The method usually employed is a dose of slow-acting insulin, twice daily, to keep the blood sugar within a recommended range for the entire day. With this method, it is important for the cat to avoid large meals or high-carbohydrate food. Meals may also be timed to coincide with peak insulin activity. Once-daily doses are not recommended, since insulin usually metabolizes faster in cats than in humans or dogs. For example, an insulin brand that lasts 24 hours in people may only be effective for about 12 in a cat.

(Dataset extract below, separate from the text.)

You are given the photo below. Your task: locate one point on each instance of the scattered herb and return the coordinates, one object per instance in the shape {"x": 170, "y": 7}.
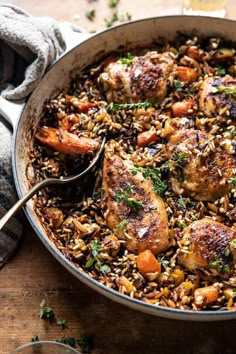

Cats may be treated with animal insulin (bovine-based insulin is most similar to cat insulin), or with human synthetic insulin. The best choice of insulin brand and type varies from animal-to-animal and may require some trial-and-error. The human synthetic insulin, Humulin N /Novolin N/ NPH, is usually a poor choice for cats, since cats metabolize insulin about twice as fast. The Lente and Ultralente versions were popular for feline use until summer 2005, when they were discontinued.

Until the early 1990s, the most recommended type for pets was bovine/porcine-derived PZI, but that type was phased out over the 1990s and is now difficult to find in many countries. There are sources in the US and UK, and many vets are now starting to recommend them again for pets, but they have been discontinued by most manufacturers as of 2007-2008. A new synthetic PZI analogue called ProZinc is now available.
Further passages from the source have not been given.